Rencontrer Dieu, le toucher dans un acte d’extase totale. D’un bout à l’autre de l’Orient les hommes ont développé à partir de l’Islam une doctrine spirituelle, le soufisme, qui mêle tolérance, art et spiritualité. Une doctrine aux multiples couleurs qui a su s’adapter aux cultures et aux coutumes. Sa puissance créatrice chez certains artistes mène à de véritables chefs d’œuvre musicaux. Des chants religieux que l’on nomme inshad, interprétés par des munshid. Une nuit exceptionnelle se prépare dans la salle des concerts de la Cité de la Musique.
Vêtus de blanc, droits, les uns derrière les autres, les Mourides sénégalais s’avancent sur la scène et s’installent en cercle. Assis sur des tapis, ils récitent les poésies chantées de Cheikh Amadou Bamba. C’est sous son impulsion que le Mouridisme vit le jour au Sénégal à la fin du 19 ème siècle. Les munshid chantent en cœur les louanges au Puissant. Les voix se répondent, s’entrechoquent, des invocations à Allah viennent ponctuer les échanges. Les disciples se relèvent et forment un nouveau cercle, tournant autour du chanteur principal. La cérémonie touche à sa fin et les esprits commencent à s’élever.

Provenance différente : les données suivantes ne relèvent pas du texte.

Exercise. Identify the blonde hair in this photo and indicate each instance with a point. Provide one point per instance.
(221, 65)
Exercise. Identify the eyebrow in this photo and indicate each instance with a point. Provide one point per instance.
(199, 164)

Le prochain artiste est sans conteste le plus attendu de la soirée. Sheikh Ahmad Al-Tûni est l’un des derniers grands munshid de Haute Egypte et des familles entières sont rivées à leur siège, impatientes. Le ney, flûte traditionnelle, et le oud développent de lentes arabesques attendant le maître. Le sultan Al-Tûni fait son entrée, sa voix rauque et aérienne lance calmement sa récitation. Le derbuka et le reqq attaquent un rythme, le chapelet qu’il tient entre les mains commence à s’agiter, s’approche de son verre, l’hypnose monte. Le verre claque sous ses coups secs et rythmés, le public suit en frappant avec entrain dans ses mains, la voix de Sheikh Ahmad Al-Tûni s’impose puissante, toujours superbe. D’un geste il fait augmenter l’allure, la tension monte encore d’un cran, certaines spectatrices aimeraient s’arracher des fauteuils pour danser. Puis il baisse doucement pour permettre au public de reprendre ses esprits et s’en va sous les applaudissements. Un départ qui prépare à la finesse de l’art afghan.
Mir Fakr al-Din Agha, de la confrérie Qaderiya de Mazar Shariff, s’installe face au public entouré de cinq disciples. La longue barbe blanche qui orne son visage lui donne un air sage et sévère. La psalmodie débute, des invocations y répondent, un des jeunes chanteurs sanglote, la sensibilité et la précision des chants afghans touchent au plus profond de l’être. La pression est présente au long de la cérémonie. Les larmes pourraient être de tristesse ou de joie, elles ont surtout rapport à la transe. Le cœur s’ouvre, l’esprit s’envole et les réactions se font instinctives. Lorsque le dhikr commence – moment où le nom d’Allah est répété dans un souffle violent et rythmé – les hommes se mettent à faire balancer leurs corps. Le sentiment de gravité laisse place à un élan presque chaleureux. Tandis que les chanteurs saluent, les spectateurs se rendent compte qu’ils viennent de vivre une expérience exceptionnelle.
La tension des chants afghans contraste avec l’apparence joyeuse du qawwali de Asif Ali Khan and Party. Les musiciens frappent dans leurs mains, le dolak maintient un rythme soutenu, les harmoniums posent l’ambiance et les voix virevoltent, propageant amour et joie. La gestuelle propre au qawwali ajoute à cet effet de chaleur, Asif Ali Khan lançant ses bras vers le ciel en même temps qu’il chante une phrase. Cette interprétation des chants traditionnels vient joliment conclure une nuit de beauté et de transe.